Losses were piling up, heads were hanging and the New York Jet defensive players, major culprits in the team's 1-4 start, could barely face each other.
"We were embarrassed to look each other in the eye," safety Sam Garnes said. "That's when it's embarrassing, when we don't want to look each other in the eye, much less go outside. I didn't do any grocery shopping for a month. It's surprising I didn't lose any weight."
Less than three months later, the Jets are putting on the poundings. They notched their first postseason shutout in franchise history Saturday, rolling over the Indianapolis Colts with a 41-0 victory. It was the first time quarterback Peyton Manning had suffered a shutout in his five-year NFL career.
Manning, who is 0-3 in playoff games, looked confused. He changed almost every play at the line of scrimmage, sometimes two or three times, and occasionally had to burn timeouts to get teammates on the same page. The Jets had a similar effect on New England's Tom Brady and Green Bay's Brett Favre in the previous two weeks.

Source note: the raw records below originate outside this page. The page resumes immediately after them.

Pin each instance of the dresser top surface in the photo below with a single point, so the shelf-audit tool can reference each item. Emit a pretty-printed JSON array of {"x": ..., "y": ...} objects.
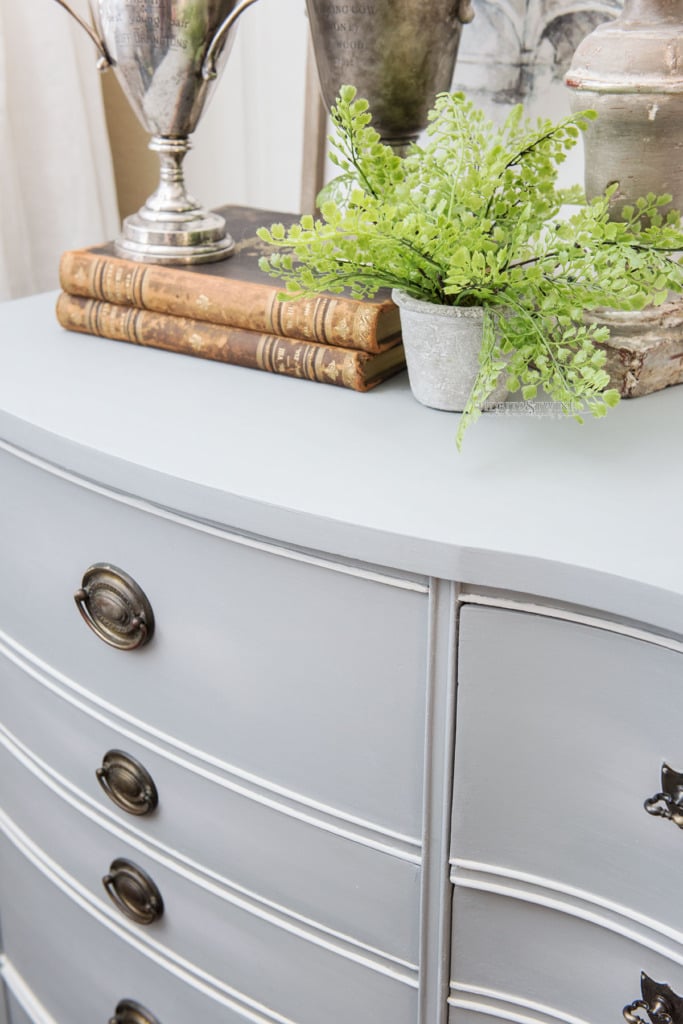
[{"x": 537, "y": 503}]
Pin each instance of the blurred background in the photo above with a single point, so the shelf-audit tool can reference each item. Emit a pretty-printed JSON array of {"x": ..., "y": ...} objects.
[{"x": 74, "y": 160}]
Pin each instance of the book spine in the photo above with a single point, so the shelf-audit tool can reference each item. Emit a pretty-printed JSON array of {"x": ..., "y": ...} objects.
[
  {"x": 253, "y": 349},
  {"x": 230, "y": 302}
]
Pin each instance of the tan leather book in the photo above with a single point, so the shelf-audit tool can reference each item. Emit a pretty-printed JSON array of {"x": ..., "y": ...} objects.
[
  {"x": 233, "y": 292},
  {"x": 255, "y": 349}
]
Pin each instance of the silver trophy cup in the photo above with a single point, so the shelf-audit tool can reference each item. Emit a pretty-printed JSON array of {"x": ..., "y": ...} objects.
[
  {"x": 397, "y": 53},
  {"x": 167, "y": 54}
]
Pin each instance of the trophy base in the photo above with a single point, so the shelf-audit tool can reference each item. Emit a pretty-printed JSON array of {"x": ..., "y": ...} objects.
[{"x": 198, "y": 238}]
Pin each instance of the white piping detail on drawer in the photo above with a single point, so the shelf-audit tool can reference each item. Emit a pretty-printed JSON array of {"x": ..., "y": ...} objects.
[
  {"x": 375, "y": 576},
  {"x": 567, "y": 899},
  {"x": 274, "y": 914},
  {"x": 610, "y": 626},
  {"x": 507, "y": 1007},
  {"x": 278, "y": 798}
]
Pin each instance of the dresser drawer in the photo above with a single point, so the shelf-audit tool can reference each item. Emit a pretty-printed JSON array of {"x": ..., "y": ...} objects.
[
  {"x": 272, "y": 849},
  {"x": 263, "y": 954},
  {"x": 562, "y": 729},
  {"x": 292, "y": 671},
  {"x": 82, "y": 980},
  {"x": 544, "y": 963}
]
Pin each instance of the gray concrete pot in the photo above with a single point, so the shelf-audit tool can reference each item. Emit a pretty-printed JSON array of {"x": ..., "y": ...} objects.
[{"x": 442, "y": 346}]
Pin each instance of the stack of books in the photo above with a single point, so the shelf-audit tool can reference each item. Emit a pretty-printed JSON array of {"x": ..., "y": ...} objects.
[{"x": 229, "y": 311}]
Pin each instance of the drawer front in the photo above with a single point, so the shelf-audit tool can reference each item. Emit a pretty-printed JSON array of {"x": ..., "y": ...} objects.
[
  {"x": 342, "y": 883},
  {"x": 562, "y": 729},
  {"x": 517, "y": 961},
  {"x": 306, "y": 677},
  {"x": 267, "y": 957},
  {"x": 82, "y": 980}
]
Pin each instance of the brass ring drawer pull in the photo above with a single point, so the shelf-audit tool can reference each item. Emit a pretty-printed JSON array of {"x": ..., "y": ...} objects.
[
  {"x": 660, "y": 1004},
  {"x": 127, "y": 782},
  {"x": 668, "y": 803},
  {"x": 115, "y": 607},
  {"x": 129, "y": 1012},
  {"x": 133, "y": 892}
]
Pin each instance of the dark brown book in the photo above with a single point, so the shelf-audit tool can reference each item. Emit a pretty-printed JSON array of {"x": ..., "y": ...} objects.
[
  {"x": 233, "y": 292},
  {"x": 255, "y": 349}
]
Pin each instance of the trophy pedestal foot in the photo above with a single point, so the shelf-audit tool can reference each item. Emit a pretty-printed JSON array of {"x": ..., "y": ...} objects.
[{"x": 195, "y": 238}]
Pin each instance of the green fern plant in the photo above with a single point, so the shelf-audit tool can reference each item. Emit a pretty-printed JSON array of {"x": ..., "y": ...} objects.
[{"x": 475, "y": 217}]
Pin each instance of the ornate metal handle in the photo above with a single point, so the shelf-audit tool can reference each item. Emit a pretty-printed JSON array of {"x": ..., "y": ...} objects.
[
  {"x": 127, "y": 782},
  {"x": 104, "y": 58},
  {"x": 115, "y": 607},
  {"x": 209, "y": 65},
  {"x": 133, "y": 892},
  {"x": 129, "y": 1012},
  {"x": 660, "y": 1004},
  {"x": 668, "y": 803}
]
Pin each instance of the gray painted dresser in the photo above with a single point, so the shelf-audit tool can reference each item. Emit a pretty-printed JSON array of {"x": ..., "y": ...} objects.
[{"x": 381, "y": 751}]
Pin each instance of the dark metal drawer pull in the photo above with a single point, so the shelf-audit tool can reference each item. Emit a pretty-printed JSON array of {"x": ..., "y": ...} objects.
[
  {"x": 669, "y": 803},
  {"x": 660, "y": 1004},
  {"x": 133, "y": 892},
  {"x": 129, "y": 1012},
  {"x": 127, "y": 782},
  {"x": 115, "y": 607}
]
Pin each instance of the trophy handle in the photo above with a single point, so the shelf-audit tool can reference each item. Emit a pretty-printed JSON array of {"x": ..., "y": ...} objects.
[
  {"x": 104, "y": 59},
  {"x": 209, "y": 66}
]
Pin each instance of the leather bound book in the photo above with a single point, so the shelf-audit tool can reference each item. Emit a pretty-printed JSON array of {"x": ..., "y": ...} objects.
[
  {"x": 255, "y": 349},
  {"x": 233, "y": 292}
]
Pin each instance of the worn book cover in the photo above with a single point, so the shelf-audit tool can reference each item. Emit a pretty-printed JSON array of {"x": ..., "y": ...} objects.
[
  {"x": 255, "y": 349},
  {"x": 233, "y": 292}
]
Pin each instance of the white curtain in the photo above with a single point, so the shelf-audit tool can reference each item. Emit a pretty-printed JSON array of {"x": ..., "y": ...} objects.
[{"x": 56, "y": 180}]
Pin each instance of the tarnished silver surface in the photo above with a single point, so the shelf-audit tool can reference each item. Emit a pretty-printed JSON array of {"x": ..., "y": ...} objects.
[
  {"x": 166, "y": 55},
  {"x": 442, "y": 345},
  {"x": 398, "y": 54}
]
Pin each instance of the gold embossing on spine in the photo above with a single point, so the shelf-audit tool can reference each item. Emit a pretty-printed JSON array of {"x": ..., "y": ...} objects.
[{"x": 310, "y": 360}]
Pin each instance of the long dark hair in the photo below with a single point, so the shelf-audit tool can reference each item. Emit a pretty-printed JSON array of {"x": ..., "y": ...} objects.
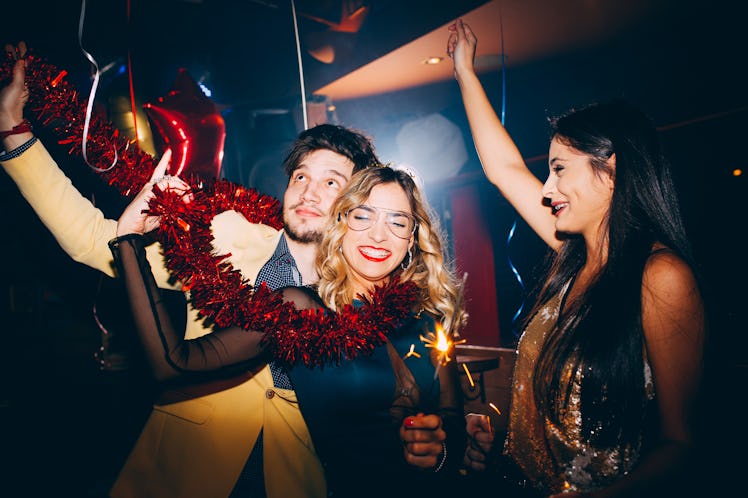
[{"x": 602, "y": 329}]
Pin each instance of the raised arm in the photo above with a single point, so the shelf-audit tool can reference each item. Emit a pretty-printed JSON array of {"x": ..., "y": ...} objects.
[
  {"x": 501, "y": 160},
  {"x": 227, "y": 352},
  {"x": 81, "y": 229}
]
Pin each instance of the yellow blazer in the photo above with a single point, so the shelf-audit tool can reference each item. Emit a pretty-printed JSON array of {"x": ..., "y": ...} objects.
[{"x": 194, "y": 448}]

And, if Pittsburgh beats visiting Cleveland today, the Gang Green defense will try to outfox NFL most valuable player Rich Gannon in a showdown at Oakland. If Cleveland wins, New York plays at Tennessee.
"A lot of people said we wouldn't make it this far," defensive end John Abraham said. "A lot of people said we were going to be home right now. Now we're home and a lot of people are biting their tongues."
Chew on this flip-flop: The same Jets who in their first three losses were outscored, 102-13, have outscored their last three opponents, 113-34.
It wasn't as if they made dramatic changes to their defensive style or benched anyone. They went back to the fundamentals, tackled better, forced more turnovers.
"We did extra film study," defensive coordinator Ted Cottrell said. "And I kept telling the guys, 'Communicate on the sideline when you're not in. Talk to each other.' Because some of these guys were new to the scheme. 'If you see a play out there, talk about how we should stop it. Make a call, and start helping each other.' "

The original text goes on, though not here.